Opinião
Mudar de pele
Um bom jornal sabe que pode ser fuzilado e avança pela força das ideias que transporta. Morre e renasce por elas.
Há coisas do diabo. O meu último dia como jornalista, foi o primeiro do "Diário de Notícias", o novo semanário nacional. Uma nova pele para os dois, embora a substância não mude para ambos.
Fazer perguntas, dar respostas, contar histórias, procurar estabelecer uma ligação ao público, leitor, ouvinte e espectador. Conversar com ele, fazer a ponte que liga e corporiza a nossa comunidade, expor e revelar, mas também escolher os assuntos que nos ajudam a dizer (resumir, contrariar, detestar, duvidar) quem somos, o que desejamos para nós e para os outros, o que estamos ou não dispostos a arriscar por essa coisa maior do que a nossa vaidade pessoal e profissional. Começa ou pode começar na vaidade, até que a humana mediocridade cede a essa força infinitamente maior. Mais poderosa. Mais generosa. O nosso grau de compromisso.
Eu não gosto de escrever, mas de ter escrito, uma frase que li num sítio qualquer e que resume a dificuldade deste trabalho artesanal. Não é conteúdo - essa palavra é boa para definir o interior de um rolo de carne. Não sou e nunca fui chef de cozinha, fui editor, trabalhei sobre as ideias dos outros à procura de alguma coisa de único. Desconheço o que é conteúdo, repudio quem queira transformar a informação numa estúpida linha de montagem em linha reta.
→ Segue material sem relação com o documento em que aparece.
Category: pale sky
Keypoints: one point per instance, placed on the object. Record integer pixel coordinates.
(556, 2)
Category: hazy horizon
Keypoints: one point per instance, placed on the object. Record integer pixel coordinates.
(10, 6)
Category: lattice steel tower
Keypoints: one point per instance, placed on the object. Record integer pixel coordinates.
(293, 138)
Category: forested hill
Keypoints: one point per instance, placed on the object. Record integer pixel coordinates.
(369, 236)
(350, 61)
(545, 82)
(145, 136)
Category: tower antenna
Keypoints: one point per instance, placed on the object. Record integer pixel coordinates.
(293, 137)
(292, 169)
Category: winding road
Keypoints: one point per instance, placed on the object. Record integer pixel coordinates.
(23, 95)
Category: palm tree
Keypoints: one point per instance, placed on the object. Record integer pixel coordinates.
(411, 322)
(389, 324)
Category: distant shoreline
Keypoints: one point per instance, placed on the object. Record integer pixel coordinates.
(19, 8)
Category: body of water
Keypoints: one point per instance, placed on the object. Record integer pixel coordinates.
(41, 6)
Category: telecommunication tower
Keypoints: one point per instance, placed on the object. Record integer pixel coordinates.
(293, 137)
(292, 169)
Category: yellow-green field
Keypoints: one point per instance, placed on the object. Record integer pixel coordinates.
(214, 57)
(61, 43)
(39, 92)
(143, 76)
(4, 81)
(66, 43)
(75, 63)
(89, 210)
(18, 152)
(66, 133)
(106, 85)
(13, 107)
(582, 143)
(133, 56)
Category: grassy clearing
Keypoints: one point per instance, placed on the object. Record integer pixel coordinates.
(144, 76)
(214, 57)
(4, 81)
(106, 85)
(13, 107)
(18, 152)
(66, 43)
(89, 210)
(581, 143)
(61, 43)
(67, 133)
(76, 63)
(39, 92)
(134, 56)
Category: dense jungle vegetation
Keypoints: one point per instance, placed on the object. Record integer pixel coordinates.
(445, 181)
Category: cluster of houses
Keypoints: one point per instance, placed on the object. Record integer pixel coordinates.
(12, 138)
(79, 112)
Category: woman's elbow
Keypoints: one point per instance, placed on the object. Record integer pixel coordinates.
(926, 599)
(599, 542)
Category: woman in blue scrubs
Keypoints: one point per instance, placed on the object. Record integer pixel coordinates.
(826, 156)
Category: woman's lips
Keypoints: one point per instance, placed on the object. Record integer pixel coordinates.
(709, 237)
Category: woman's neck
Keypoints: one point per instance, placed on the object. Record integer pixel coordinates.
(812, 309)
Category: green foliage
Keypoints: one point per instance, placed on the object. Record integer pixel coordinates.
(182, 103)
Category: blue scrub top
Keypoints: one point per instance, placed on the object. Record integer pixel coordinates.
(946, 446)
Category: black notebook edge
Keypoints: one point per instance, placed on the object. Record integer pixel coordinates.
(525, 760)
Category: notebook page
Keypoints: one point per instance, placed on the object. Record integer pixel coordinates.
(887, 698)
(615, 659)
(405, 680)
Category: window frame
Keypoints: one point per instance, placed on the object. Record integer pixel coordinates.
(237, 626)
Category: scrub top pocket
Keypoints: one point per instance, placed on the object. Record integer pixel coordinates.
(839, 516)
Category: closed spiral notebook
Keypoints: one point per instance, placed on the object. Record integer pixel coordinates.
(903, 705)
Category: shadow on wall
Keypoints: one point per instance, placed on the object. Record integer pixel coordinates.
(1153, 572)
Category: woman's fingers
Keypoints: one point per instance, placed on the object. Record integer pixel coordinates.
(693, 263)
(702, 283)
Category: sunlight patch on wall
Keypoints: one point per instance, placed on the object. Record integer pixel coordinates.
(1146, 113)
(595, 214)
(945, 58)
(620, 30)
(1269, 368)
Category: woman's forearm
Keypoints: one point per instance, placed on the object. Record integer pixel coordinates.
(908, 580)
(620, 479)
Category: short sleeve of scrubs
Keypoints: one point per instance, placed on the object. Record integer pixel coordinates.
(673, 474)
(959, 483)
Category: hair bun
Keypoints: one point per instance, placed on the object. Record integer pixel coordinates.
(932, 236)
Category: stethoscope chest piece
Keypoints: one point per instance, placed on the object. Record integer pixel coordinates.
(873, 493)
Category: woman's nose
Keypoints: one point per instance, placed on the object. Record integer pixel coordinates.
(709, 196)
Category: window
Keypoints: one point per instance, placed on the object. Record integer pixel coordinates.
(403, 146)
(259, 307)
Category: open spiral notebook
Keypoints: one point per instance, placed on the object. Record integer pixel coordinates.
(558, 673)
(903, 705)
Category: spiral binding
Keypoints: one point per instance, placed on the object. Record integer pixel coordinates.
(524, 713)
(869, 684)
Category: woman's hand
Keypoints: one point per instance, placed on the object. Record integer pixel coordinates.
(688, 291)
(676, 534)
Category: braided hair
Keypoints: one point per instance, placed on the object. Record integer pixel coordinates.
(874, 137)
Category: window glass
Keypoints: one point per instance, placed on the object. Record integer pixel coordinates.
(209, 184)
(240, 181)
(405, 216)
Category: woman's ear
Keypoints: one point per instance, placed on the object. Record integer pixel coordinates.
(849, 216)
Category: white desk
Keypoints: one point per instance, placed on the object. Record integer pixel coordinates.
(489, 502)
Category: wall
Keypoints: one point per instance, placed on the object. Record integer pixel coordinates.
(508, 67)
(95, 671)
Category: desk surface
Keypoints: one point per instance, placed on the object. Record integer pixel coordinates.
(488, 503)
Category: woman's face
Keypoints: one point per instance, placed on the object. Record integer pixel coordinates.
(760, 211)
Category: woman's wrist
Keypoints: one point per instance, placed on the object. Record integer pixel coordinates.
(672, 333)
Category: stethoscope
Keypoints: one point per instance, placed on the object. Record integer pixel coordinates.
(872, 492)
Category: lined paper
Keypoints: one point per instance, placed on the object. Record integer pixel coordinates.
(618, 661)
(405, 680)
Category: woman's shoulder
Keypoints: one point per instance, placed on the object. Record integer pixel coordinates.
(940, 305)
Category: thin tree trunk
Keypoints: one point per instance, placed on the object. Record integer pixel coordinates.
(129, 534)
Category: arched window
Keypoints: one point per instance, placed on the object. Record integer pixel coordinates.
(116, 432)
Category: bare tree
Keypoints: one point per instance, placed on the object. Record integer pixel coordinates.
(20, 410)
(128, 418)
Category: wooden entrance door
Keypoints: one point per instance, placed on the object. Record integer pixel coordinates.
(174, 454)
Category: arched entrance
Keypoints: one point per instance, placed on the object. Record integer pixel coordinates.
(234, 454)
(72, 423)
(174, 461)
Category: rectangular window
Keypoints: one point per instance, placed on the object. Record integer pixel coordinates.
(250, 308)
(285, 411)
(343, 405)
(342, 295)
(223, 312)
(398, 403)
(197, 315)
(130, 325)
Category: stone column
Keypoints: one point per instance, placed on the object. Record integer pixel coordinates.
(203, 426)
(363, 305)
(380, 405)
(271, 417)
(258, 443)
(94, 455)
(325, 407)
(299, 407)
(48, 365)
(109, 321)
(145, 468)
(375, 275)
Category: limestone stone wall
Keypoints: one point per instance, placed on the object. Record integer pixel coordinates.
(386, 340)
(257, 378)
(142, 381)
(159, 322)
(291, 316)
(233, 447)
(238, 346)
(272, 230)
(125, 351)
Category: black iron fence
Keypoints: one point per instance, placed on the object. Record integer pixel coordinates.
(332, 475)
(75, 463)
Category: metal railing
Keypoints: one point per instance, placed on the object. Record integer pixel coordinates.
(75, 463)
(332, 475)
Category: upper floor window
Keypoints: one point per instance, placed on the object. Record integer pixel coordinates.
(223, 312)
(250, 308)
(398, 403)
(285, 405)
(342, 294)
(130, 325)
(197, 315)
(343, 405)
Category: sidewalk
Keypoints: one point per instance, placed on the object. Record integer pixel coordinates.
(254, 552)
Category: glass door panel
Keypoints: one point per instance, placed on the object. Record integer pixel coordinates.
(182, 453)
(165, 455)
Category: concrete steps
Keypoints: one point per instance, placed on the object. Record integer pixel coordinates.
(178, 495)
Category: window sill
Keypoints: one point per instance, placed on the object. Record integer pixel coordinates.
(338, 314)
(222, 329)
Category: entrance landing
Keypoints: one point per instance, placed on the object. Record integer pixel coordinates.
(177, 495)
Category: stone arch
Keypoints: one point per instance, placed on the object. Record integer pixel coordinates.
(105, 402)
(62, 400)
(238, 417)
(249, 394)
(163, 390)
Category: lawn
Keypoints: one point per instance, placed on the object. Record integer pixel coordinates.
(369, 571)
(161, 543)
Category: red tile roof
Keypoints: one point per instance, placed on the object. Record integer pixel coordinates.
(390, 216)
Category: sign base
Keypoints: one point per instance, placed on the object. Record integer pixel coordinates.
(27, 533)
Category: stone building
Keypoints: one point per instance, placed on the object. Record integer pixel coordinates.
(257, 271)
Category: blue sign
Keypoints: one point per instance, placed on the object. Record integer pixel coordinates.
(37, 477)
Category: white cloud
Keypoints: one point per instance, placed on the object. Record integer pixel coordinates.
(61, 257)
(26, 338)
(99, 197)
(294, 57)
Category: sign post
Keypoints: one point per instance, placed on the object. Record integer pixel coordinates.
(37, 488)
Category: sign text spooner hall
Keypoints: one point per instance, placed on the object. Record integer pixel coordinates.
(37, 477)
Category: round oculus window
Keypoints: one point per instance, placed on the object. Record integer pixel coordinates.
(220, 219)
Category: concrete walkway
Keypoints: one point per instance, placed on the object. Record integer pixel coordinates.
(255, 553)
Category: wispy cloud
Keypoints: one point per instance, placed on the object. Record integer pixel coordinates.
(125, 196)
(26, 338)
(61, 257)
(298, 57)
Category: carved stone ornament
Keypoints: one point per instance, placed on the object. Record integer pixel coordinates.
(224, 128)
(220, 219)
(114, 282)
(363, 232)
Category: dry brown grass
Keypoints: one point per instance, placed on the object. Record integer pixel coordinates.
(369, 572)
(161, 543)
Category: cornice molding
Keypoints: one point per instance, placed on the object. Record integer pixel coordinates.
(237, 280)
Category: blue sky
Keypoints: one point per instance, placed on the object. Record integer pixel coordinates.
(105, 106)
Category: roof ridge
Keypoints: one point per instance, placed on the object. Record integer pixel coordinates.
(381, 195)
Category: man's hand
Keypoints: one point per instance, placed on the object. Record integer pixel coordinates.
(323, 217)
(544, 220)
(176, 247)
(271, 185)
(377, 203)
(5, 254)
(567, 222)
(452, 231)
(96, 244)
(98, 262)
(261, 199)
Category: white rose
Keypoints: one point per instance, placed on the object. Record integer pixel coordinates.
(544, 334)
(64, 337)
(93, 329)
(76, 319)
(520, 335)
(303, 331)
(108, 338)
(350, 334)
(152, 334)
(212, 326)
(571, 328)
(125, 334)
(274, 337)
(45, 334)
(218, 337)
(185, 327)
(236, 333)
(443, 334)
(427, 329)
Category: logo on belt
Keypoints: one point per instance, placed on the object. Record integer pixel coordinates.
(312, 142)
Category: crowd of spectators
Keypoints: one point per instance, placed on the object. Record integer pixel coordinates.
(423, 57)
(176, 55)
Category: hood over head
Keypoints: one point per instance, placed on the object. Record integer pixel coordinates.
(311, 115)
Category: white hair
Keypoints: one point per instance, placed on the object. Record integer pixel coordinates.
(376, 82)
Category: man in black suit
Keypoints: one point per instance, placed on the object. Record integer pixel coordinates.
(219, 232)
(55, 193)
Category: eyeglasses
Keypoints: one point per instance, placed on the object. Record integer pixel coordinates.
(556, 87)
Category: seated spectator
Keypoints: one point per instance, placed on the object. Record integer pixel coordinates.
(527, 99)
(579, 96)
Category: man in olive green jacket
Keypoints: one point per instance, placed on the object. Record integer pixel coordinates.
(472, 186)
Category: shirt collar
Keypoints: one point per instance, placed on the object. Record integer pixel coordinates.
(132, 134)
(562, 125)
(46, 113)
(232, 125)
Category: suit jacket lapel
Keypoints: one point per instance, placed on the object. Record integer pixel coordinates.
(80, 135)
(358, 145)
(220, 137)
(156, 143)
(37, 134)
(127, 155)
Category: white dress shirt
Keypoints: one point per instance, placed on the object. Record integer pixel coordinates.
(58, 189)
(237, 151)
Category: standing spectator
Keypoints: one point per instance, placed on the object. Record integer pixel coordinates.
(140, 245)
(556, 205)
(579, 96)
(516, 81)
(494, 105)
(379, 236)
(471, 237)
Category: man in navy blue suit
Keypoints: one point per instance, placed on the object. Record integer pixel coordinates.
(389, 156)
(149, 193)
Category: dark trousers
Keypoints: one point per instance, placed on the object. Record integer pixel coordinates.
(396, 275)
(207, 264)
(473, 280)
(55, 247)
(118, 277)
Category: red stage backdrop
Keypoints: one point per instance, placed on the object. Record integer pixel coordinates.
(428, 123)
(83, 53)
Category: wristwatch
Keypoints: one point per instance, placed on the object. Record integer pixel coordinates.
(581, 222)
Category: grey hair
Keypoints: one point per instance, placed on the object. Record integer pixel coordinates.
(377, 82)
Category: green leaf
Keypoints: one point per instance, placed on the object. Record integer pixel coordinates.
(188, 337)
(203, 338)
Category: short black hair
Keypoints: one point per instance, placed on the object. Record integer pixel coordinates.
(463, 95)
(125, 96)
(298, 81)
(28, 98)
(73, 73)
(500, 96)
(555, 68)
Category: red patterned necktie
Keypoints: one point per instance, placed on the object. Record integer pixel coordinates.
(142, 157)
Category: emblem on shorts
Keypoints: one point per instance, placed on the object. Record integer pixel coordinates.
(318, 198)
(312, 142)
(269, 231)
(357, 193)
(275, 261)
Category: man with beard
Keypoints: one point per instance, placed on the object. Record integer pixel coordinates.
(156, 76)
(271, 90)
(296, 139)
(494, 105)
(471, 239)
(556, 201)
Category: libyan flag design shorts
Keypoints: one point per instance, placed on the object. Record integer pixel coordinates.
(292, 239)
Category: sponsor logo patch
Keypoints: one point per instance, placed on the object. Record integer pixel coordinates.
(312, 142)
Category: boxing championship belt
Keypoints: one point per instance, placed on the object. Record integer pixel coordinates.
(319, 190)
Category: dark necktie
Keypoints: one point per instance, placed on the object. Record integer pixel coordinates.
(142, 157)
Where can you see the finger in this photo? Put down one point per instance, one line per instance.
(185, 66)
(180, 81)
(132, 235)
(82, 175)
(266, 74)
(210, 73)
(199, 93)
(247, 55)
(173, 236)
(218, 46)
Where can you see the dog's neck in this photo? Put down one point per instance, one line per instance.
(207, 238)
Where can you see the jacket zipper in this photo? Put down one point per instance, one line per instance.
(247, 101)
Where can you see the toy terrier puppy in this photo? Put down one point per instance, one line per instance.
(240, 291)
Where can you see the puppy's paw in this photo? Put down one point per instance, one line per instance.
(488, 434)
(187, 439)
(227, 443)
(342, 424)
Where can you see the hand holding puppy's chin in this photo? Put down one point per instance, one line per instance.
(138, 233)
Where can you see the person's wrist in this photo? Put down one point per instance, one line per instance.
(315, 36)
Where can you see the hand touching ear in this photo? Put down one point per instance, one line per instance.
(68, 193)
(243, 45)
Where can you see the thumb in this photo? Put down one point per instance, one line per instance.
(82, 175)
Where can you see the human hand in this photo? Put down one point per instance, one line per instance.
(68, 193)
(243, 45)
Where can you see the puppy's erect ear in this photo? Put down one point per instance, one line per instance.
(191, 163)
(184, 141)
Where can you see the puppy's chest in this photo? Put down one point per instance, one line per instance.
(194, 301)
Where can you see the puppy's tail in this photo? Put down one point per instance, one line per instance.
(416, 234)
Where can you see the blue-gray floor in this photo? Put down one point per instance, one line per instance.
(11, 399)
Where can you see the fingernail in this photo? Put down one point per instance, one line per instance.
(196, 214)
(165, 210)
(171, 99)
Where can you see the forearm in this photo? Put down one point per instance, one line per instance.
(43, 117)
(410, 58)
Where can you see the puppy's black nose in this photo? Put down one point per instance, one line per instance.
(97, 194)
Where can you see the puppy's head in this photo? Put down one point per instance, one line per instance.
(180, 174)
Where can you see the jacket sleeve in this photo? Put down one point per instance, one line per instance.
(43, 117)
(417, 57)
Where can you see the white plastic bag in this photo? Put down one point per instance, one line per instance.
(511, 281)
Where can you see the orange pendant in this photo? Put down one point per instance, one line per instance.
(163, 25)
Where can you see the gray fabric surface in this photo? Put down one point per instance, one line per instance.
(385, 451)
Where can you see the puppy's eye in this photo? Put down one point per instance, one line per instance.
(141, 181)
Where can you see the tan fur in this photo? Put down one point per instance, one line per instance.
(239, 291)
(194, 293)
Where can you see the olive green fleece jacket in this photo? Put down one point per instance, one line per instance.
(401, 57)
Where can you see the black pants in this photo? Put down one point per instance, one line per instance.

Num mundo redondo e cheio de curvas, de altos e de baixos, pleno de relevos e de espessura, a informação resulta da meticulosa carpintaria das palavras e das imagens que se juntam para contar uma ideia que se mantém de pé uns dias, semanas ou até anos.
O prazo de validade: li no Diário de Notícias... é uma afirmação intemporal que nos dá permanência e oferece oportunidade. Haverá melhor coisa do que ter a oportunidade? Um bom jornal tem lá dentro - deveria ter numa linha qualquer, rogo-vos para que tenha - essa promessa que nos impele a mexer e a reagir. Essa galhardia contra o banal e o injusto e o que está errado e que tem de mudar, seja em que escala for. Um jornal não é uma rede social. Um jornal é um animal social, liberta-nos da rede que nos prende, constrange, policia e impede de termos voz própria e singular. Não é um coro, não é uma turba de linchamento, não é um manual de regras, é também um ato de subversão.
Um bom jornal sabe que pode ser fuzilado e avança pela força das ideias que transporta. Morre e renasce por elas. Não por vaidade, já o disse, a vaidade entorpece - matem os vossos bebés é a melhor sugestão que se pode dar a quem escreve: se soa demasiado bonitinho e acrobático, apaguem, não somos trapezistas, escreveu o grande editor Terry McDonell. Não por vaidade, dizia eu, mas talvez por sabermos que há outra edição logo a seguir. E depois fica a maldita pergunta: será que fiz o que devia ou fui longe demais?
P.S. Um agradecimento especial ao André Veríssimo, diretor deste importante jornal - 'keep on rockin' - e ao Raul Vaz, que me convocou a escrever aqui, e também à Cofina, onde comecei e cresci. A última palavra, a mais importante, e o derradeiro agradecimento (sem ponto final) fica para os leitores. O leitor.